Seri Percy Jackson & the Olympians karya Rick Riordan Isnpirasi Hidup Dyslexia dan ADHD
Saat aku duduk di bangku sekolah menengah, membaca adalah salah satu hal yang paling aku benci. Aku bukan pembaca yang baik, dan itu terasa seperti beban yang tak pernah hilang. Dibandingkan dengan teman-teman sebayaku, nilai pemahamanku dalam membaca selalu lebih rendah. Saat guru memberikan tugas membaca, aku lebih sering merasa frustrasi daripada memahami isi teks.
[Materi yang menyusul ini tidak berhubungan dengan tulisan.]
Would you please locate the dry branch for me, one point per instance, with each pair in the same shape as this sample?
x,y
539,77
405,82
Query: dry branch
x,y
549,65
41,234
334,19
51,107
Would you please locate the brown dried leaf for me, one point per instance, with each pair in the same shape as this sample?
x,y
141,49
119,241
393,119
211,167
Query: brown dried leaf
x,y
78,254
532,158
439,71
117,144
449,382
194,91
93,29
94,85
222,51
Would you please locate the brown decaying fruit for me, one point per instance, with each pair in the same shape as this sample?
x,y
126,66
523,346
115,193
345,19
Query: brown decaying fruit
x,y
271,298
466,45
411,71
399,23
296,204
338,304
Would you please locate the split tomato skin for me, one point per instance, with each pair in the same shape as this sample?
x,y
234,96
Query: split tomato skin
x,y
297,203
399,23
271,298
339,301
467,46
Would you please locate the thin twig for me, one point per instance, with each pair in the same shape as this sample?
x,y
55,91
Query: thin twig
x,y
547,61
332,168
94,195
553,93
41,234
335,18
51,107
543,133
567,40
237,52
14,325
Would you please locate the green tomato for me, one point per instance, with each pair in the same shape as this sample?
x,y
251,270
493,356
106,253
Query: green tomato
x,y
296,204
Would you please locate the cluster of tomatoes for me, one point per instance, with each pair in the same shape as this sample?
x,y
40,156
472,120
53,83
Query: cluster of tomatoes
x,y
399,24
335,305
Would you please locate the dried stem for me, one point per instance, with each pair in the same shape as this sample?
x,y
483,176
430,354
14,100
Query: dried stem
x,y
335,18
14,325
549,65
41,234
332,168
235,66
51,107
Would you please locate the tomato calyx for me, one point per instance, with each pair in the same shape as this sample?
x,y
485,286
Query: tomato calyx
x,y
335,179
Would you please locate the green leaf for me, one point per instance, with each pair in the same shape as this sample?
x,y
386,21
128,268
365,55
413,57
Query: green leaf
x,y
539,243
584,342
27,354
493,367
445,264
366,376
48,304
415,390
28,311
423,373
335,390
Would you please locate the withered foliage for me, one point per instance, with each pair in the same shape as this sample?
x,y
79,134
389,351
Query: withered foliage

Malam itu, aku ingat diberi tugas membaca salah satu bab dari buku Night karya Elie Wiesel. Aku menghabiskan satu jam penuh membaca atau lebih tepatnya, berjuang membaca. Namun, ketika aku kembali ke kelas keesokan harinya, aku baru sadar bahwa aku telah membaca bab yang salah. Ketika guruku bertanya tentang isi bab yang kubaca, aku terdiam. Bukan hanya karena salah membaca, tapi juga karena aku benar-benar tidak memahami apa yang aku baca.
Saat itu, aku merasa seperti orang bodoh. Aku mencoba, sungguh mencoba, tapi tetap saja gagal. Bagaimana tidak ? Huruf-huruf di buku seperti menari-nari, berpindah tempat, dan sulit kumengerti. Otakku terlalu sibuk, pikiran melompat dari satu ide ke ide lain, dan aku tidak bisa fokus untuk memahami apa yang tertulis.
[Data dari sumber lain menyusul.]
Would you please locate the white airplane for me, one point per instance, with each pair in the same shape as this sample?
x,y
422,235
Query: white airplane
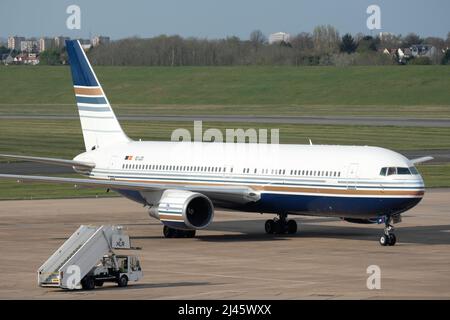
x,y
182,182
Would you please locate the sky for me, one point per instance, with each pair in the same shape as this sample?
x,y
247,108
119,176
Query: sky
x,y
219,18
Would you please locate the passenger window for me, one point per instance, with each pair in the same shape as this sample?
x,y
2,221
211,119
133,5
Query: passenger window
x,y
391,171
403,171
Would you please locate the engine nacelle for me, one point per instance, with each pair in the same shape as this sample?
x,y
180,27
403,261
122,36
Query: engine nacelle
x,y
184,210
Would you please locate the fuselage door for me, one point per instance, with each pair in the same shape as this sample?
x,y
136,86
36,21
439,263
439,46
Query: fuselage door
x,y
114,162
352,176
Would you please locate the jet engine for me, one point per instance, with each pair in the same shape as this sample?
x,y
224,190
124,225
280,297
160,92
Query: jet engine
x,y
183,210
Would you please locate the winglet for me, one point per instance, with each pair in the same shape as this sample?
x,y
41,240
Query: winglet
x,y
421,160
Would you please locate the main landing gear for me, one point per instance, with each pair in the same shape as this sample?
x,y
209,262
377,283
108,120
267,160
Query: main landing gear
x,y
388,238
176,233
281,225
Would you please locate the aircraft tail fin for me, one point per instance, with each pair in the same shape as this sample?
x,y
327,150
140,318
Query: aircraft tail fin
x,y
98,122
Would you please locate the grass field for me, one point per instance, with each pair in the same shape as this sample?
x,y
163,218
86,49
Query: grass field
x,y
379,91
414,92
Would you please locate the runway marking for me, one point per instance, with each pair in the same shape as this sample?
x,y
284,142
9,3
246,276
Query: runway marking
x,y
235,277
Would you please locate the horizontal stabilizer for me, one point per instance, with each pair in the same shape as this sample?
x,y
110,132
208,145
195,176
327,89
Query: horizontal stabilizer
x,y
422,159
244,192
59,162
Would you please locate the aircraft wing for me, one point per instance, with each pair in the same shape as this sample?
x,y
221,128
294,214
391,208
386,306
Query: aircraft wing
x,y
421,160
225,191
55,161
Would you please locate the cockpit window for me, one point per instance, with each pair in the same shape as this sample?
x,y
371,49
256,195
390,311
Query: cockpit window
x,y
413,170
389,171
403,171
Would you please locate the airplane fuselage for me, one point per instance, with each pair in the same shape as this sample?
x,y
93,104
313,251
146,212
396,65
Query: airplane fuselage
x,y
344,181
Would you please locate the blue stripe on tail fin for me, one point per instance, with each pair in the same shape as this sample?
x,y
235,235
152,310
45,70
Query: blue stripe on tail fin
x,y
98,121
82,74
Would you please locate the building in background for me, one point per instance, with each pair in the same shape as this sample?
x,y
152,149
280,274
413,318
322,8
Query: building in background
x,y
31,45
60,42
423,50
46,44
279,37
85,44
98,40
14,42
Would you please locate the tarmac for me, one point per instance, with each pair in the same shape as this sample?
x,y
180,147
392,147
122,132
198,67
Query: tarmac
x,y
234,258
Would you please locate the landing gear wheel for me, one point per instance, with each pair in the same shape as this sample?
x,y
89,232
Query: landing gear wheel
x,y
190,234
292,227
88,283
169,232
388,238
123,281
392,239
384,240
270,226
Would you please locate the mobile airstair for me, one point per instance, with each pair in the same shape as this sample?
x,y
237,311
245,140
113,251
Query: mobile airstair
x,y
75,264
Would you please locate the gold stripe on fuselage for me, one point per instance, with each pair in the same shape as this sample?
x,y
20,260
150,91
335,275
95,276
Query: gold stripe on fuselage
x,y
88,91
415,193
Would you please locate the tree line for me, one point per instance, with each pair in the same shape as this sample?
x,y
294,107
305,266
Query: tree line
x,y
324,46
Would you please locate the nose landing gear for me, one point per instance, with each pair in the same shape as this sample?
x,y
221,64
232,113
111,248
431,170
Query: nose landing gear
x,y
281,225
388,238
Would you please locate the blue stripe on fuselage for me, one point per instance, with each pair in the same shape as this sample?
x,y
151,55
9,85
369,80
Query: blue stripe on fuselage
x,y
357,207
348,207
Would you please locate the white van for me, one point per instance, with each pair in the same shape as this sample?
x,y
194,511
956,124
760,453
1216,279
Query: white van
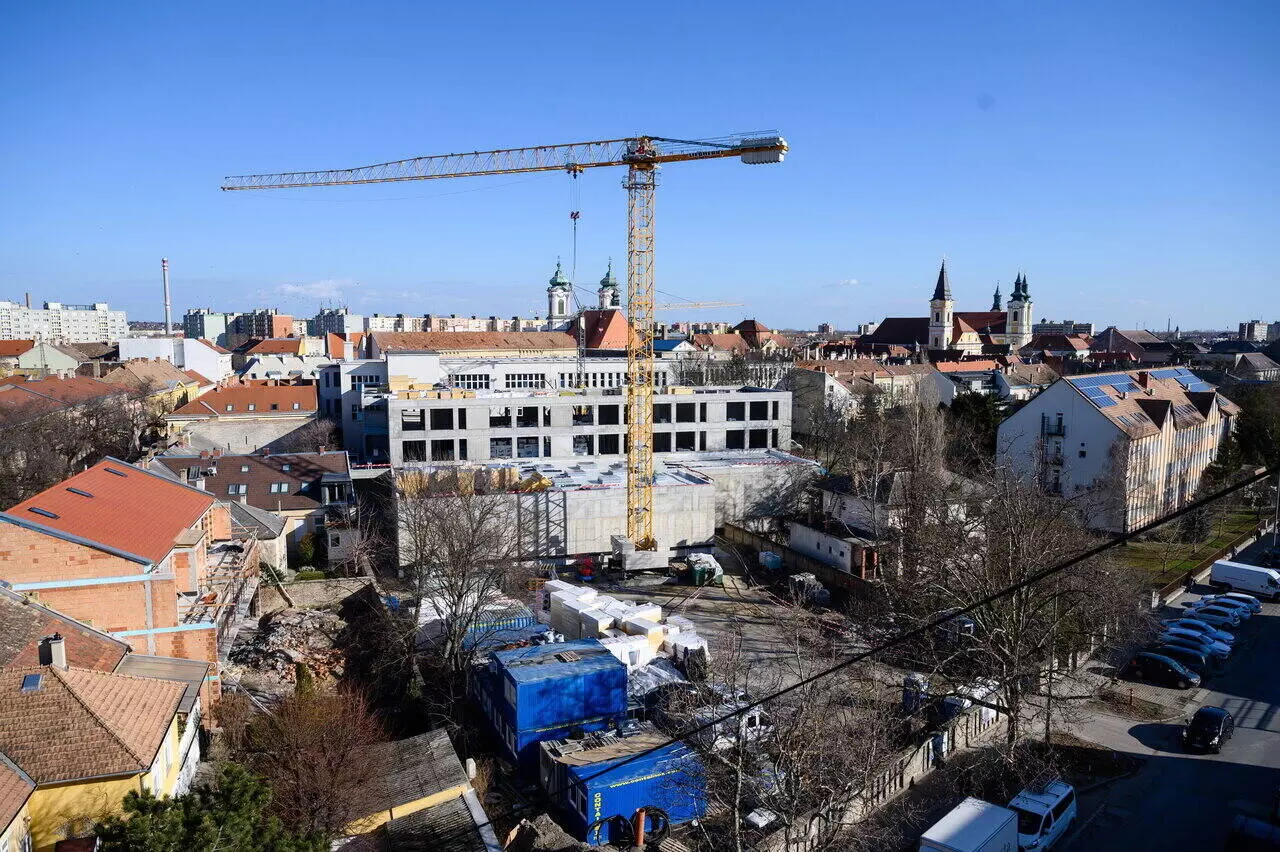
x,y
1235,576
1045,814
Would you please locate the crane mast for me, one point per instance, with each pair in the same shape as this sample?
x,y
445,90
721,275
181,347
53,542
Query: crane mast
x,y
641,156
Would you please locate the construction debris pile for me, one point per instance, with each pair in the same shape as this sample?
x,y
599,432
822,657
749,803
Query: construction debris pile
x,y
268,656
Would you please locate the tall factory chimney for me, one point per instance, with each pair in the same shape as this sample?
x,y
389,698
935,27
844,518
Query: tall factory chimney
x,y
168,314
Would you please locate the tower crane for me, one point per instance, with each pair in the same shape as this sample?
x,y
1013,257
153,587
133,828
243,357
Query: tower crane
x,y
641,156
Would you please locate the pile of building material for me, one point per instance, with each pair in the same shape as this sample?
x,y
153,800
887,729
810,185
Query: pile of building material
x,y
284,639
632,632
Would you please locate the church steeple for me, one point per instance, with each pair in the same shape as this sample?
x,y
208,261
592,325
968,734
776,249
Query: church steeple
x,y
942,289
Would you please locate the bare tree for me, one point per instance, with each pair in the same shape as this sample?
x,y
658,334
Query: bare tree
x,y
318,751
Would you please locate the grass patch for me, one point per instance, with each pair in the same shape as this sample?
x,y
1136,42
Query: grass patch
x,y
1165,562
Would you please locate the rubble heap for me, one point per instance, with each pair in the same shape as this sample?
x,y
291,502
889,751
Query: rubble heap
x,y
287,637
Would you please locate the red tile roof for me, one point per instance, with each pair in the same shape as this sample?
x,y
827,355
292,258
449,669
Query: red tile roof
x,y
261,395
129,509
478,340
83,724
277,346
16,788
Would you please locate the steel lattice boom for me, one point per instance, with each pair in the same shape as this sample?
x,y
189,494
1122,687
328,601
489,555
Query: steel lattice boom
x,y
641,156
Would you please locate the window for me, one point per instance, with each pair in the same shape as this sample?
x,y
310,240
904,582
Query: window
x,y
525,380
471,381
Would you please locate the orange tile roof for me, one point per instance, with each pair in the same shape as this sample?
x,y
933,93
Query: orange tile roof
x,y
83,724
277,346
16,788
131,511
261,395
465,340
Menurut Shaywitz (2003) dalam bukunya Overcoming Dyslexia, disleksia bukanlah tanda kurangnya kecerdasan, melainkan cara otak yang berbeda dalam memproses bahasa. Penelitian menunjukkan bahwa anak-anak dengan disleksia memiliki kesulitan membaca karena perbedaan struktural di area otak yang bertanggung jawab atas pengolahan fonologis. ADHD, di sisi lain, sebagaimana dijelaskan oleh Barkley (2014), adalah gangguan neuropsikiatri yang memengaruhi fungsi eksekutif, termasuk perhatian dan pengendalian impuls.
Kombinasi disleksia dan ADHD sering kali menciptakan tantangan unik. Siswa seperti aku tidak hanya kesulitan memahami teks tertulis tetapi juga merasa sulit untuk mempertahankan perhatian dalam tugas yang membutuhkan konsentrasi tinggi. Dalam lingkungan pendidikan yang sering menuntut standar homogen, perbedaan ini membuat kami merasa seperti "anak bermasalah," bukan anak yang membutuhkan pendekatan berbeda.
Namun, sebuah titik terang muncul dalam hidupku sebuah seri buku yang mengubah segalanya. Seri Percy Jackson & the Olympians karya Rick Riordan datang bagai angin segar.
Aku mendengar bahwa buku itu terinspirasi dari perjuangan anak penulisnya yang memiliki ADHD dan disleksia. Dalam ceritanya, Percy Jackson adalah anak yang sering dianggap bermasalah di sekolah, namun sebenarnya memiliki kekuatan besar yang tersembunyi. Disleksia Percy adalah bukti bahwa ia mampu membaca bahasa Yunani kuno, dan ADHD-nya membantunya tetap siaga di tengah bahaya.
Saat membaca kisahnya, aku merasa seperti melihat cerminan diriku sendiri. Aku memahami rasa frustrasi Percy saat ia merasa tidak cukup baik di sekolah. Aku bisa merasakan perjuangannya untuk memahami dunia yang terasa begitu sulit. Tapi yang membuatku terpukau adalah bagaimana Percy mengubah kelemahannya menjadi kekuatan.
Buku ini mengubah cara pandangku terhadap membaca. Untuk pertama kalinya, aku merasa bahwa membaca bisa menjadi menyenangkan dan bahkan memberdayakan. Aku mulai memahami bahwa meskipun otakku bekerja dengan cara yang berbeda, itu bukan kelemahan melainkan keunikan.